Now, a research team in North America reports that women researchers encounter authorship disputes more frequently than their male counterparts (Sci. Adv., doi: 10.1126/sciadv.abe4639). The team’s survey analysis suggests that the pattern is more pronounced in the natural sciences and engineering, where the gender gap is wider compared with fields such as medical and social sciences.

Gender disparities in academia

The recent effort stemmed from previous work published in Nature in 2013, says Chaoqun Ni, the new study’s first author and an information scientist at the University of Wisconsin–Madison, USA. The previous study’s authors, including Ni, confirmed a persistent global gender imbalance in number of publications. Other studies have shown that women in academia face bias when seeking a job, getting paid, pursuing funding and getting recognition after winning an award.

To understand why men publish more papers than women, the team decided to zoom in on one potential cause—authorship disputes. The survey of more than 5,500 researchers who published at least one collaborative paper revealed that women were 1.38 times more likely to experience a dispute over whose name should be included as an author and 1.25 times more likely to experience a dispute over the order of authors’ names.

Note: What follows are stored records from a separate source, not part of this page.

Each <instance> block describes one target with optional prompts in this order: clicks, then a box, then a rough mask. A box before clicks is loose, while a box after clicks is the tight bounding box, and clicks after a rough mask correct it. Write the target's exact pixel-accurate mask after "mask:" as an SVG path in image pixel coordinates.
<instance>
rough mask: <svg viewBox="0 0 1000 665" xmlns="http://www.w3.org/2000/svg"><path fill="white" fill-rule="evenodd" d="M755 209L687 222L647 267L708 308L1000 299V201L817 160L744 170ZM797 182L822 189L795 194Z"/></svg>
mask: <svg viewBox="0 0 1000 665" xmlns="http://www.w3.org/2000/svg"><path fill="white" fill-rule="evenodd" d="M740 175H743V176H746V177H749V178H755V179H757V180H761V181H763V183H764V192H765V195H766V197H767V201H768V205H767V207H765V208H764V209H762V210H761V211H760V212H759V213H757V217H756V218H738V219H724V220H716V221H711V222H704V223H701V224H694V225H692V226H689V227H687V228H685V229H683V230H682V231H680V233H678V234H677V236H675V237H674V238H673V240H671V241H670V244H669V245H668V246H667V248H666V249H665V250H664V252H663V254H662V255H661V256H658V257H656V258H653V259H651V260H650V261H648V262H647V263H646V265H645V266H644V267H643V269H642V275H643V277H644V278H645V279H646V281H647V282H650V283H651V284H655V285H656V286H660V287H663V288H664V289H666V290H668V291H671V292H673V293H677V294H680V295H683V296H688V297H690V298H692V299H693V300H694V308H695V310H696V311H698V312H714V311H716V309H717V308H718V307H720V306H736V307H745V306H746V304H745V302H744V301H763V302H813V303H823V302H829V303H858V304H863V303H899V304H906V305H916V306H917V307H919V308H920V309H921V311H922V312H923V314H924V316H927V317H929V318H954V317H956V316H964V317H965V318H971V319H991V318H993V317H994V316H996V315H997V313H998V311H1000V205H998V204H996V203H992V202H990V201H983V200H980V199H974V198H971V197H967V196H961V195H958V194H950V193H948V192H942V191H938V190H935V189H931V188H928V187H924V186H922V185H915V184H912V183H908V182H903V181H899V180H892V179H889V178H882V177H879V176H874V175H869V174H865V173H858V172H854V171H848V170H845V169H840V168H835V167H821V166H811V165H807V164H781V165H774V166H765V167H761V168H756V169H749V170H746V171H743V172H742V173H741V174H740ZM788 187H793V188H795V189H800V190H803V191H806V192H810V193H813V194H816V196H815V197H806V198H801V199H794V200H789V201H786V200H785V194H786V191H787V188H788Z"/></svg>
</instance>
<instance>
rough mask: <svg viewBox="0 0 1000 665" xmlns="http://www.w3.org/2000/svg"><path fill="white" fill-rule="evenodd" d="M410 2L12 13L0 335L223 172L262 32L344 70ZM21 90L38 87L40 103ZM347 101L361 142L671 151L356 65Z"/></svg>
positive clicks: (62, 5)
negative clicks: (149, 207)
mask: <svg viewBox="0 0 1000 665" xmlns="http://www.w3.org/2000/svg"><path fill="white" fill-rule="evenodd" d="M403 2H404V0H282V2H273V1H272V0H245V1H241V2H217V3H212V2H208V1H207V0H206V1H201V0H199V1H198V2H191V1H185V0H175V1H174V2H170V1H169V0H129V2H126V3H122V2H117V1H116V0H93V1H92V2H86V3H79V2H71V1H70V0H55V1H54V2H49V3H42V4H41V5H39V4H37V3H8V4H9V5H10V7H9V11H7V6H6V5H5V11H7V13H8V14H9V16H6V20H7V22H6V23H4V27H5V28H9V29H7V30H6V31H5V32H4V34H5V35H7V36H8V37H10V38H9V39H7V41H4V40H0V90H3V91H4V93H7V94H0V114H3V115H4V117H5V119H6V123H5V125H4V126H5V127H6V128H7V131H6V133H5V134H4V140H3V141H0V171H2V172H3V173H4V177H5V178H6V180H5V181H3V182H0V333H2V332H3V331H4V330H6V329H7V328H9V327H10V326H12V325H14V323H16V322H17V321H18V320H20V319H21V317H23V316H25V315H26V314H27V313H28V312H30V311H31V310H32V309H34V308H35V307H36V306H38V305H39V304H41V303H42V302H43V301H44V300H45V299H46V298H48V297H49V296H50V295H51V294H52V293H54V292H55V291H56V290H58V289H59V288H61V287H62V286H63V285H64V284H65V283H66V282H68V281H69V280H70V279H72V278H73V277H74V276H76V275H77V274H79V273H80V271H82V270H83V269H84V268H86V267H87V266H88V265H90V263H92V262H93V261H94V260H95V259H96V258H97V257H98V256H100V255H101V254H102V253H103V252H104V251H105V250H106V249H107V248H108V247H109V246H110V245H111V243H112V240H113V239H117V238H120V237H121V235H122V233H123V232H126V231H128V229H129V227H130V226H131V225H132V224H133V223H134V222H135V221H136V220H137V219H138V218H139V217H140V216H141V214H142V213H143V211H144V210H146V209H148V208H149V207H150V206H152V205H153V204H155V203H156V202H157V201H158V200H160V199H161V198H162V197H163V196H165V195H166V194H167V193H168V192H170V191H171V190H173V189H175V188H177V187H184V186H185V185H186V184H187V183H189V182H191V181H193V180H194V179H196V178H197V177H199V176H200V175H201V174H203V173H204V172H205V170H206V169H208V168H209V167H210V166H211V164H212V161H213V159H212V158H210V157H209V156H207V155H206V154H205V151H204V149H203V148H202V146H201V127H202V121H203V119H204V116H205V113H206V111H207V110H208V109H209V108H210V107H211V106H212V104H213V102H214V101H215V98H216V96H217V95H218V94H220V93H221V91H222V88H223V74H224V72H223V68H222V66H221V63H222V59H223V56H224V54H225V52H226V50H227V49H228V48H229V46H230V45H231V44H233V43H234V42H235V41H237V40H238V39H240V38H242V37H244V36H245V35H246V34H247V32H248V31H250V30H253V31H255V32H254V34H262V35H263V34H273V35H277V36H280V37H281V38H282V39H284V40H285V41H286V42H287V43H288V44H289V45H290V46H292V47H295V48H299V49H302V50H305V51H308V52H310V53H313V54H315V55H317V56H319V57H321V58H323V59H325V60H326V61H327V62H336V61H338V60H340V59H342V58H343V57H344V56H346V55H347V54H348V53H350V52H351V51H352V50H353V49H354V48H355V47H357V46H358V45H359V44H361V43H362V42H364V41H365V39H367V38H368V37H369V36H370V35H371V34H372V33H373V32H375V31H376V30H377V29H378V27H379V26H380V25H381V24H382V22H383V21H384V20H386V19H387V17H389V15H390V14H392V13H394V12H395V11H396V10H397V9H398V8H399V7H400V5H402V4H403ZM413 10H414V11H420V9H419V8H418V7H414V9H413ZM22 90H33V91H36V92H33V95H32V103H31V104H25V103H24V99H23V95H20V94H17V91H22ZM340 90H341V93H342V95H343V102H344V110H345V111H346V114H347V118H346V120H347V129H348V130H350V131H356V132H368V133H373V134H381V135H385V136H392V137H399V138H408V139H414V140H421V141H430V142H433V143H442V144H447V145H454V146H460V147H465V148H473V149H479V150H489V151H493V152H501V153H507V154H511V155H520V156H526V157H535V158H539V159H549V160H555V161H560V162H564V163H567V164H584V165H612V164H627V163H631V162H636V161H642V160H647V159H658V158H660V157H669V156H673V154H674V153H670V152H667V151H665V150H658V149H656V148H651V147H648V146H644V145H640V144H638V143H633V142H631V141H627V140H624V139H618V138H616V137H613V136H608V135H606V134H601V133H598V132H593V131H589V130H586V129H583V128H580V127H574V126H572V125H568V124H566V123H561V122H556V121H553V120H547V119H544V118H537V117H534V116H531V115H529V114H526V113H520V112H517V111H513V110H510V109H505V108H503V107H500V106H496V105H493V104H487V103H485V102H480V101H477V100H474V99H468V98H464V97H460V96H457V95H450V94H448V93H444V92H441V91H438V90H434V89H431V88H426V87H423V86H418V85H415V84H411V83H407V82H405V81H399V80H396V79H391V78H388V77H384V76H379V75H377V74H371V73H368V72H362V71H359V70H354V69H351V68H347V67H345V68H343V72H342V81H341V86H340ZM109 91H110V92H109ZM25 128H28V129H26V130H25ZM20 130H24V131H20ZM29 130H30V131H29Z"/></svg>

And this is despite women’s effort to democratize the process, Ni says. The survey analysis showed that when discussion of authorship happens earlier in the research process, researchers encounter disputes less often. However, even though more women said they start to discuss authorship earlier than men do, they still reported that they experience authorship disputes more often.

Toward a better future

Though the team did not deeply investigate the cause of gender disparity in authorship disputes, Ni says the survey shows that men tend to devalue the types of work that women are often associated with, such as technical work.

Another suspected reason is that there may typically be fewer women in a given field. The inequality in gender representation can create power dynamics, possibly leading to more authorship disputes for women, Ni says, though there is not yet empirical evidence for this hypothesis.

Ni says funding agencies and scientific societies can set clear guidelines on how to determine the authorship, which can mitigate future disputes. However, she thinks cultural change is imperative when it comes to discussing solutions.

“Science is kind of a self-regulating system, right?” Ni says. “To build a fair and equitable system of science … [we need] the collective efforts from every aspect of scientific workforce.”